Test input Expected output What it validates
[0] 1 Smallest possible array
[5] 1 Large value can create only one required number
[2,2] 1 Duplicate values cannot always create consecutive integers
[0,0,0] 1 Zero has no useful capacity
Five copies of 10^6 5 Large-value matching behavior

Edge Cases

Consider

$$[2,2].$$

The reachable set of each element is

$${0,2}.$$

The algorithm tries $k=2$. Value $1$ is missing. The remaining capacity is

$$\left\lfloor\frac{2-1}{2}\right\rfloor=0,$$

which cannot cover $1$. The check fails, producing answer $1$.

Consider

$$[0,0,0].$$

For every element,

$$0\bmod b=0.$$

Each capacity becomes $-1$, meaning it cannot create any positive missing value.
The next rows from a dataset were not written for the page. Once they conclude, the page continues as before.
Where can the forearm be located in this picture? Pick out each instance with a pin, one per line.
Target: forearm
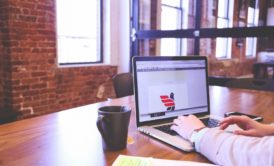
(228, 149)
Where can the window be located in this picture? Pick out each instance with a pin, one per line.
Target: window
(252, 20)
(224, 20)
(179, 10)
(78, 31)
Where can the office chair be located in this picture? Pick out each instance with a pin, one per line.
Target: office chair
(251, 83)
(123, 84)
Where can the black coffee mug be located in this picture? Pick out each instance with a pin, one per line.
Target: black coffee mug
(112, 123)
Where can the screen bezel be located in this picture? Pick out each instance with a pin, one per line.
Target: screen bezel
(136, 59)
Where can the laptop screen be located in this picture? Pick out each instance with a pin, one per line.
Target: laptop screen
(166, 87)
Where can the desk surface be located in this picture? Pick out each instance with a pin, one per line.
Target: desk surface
(71, 138)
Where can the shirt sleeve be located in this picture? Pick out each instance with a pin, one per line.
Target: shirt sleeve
(225, 148)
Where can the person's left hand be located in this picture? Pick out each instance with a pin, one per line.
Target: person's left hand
(185, 125)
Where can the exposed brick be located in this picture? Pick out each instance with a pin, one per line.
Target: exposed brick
(32, 80)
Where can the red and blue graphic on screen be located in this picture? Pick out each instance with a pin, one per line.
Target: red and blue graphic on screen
(168, 101)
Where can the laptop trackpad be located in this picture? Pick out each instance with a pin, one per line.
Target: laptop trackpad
(175, 141)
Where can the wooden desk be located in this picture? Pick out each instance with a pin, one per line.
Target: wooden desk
(71, 138)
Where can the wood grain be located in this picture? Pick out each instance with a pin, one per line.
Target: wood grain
(71, 137)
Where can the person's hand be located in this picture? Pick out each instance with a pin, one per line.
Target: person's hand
(185, 125)
(250, 127)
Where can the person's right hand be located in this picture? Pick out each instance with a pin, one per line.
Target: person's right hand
(250, 127)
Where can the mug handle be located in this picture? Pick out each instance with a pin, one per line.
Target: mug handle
(100, 128)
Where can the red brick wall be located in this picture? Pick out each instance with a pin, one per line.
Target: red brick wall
(38, 85)
(4, 57)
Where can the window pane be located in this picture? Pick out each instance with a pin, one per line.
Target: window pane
(222, 8)
(222, 23)
(166, 47)
(175, 3)
(237, 13)
(166, 14)
(223, 48)
(77, 38)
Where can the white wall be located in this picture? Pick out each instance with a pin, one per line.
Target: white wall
(116, 33)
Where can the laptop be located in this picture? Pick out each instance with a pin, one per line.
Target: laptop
(168, 87)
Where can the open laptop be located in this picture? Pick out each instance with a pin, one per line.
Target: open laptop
(167, 87)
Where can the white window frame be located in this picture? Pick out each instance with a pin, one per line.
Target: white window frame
(180, 44)
(224, 45)
(251, 42)
(76, 45)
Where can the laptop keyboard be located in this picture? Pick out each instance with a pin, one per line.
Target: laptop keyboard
(210, 122)
(166, 129)
(207, 121)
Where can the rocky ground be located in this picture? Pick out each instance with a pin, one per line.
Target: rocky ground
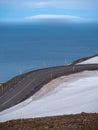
(81, 121)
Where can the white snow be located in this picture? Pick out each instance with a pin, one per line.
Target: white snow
(65, 95)
(93, 60)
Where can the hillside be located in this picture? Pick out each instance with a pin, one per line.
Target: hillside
(81, 121)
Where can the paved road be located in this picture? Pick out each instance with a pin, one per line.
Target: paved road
(27, 84)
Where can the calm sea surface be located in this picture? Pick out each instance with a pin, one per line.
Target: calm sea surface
(24, 47)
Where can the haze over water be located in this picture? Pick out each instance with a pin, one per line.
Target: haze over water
(28, 46)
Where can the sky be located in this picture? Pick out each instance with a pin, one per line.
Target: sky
(32, 10)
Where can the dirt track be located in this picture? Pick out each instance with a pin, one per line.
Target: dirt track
(82, 121)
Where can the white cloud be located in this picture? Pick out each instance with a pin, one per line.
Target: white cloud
(64, 18)
(52, 16)
(68, 4)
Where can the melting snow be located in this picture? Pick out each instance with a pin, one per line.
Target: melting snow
(65, 95)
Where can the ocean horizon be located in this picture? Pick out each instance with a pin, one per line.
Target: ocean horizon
(29, 46)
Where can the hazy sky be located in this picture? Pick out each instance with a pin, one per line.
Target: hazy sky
(20, 10)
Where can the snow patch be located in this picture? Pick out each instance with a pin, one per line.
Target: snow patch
(71, 94)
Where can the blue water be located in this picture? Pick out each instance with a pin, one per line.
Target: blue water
(28, 46)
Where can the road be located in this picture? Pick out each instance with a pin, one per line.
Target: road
(26, 85)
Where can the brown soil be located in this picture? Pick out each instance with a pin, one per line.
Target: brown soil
(81, 121)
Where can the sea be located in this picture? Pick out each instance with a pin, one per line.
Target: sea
(29, 46)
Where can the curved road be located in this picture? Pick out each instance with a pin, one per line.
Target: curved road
(27, 84)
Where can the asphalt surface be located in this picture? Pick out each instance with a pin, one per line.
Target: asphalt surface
(26, 85)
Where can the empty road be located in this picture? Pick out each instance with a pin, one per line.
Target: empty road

The algorithm finds that $1$ cannot be covered, so the answer is $1$.

Consider

$$[6,7].$$

Capacities are $2$ and $3$. Missing values $0$ and $1$ are both covered. The algorithm correctly returns $2$, demonstrating that large values can be transformed into small numbers even when those numbers do not initially appear in the array.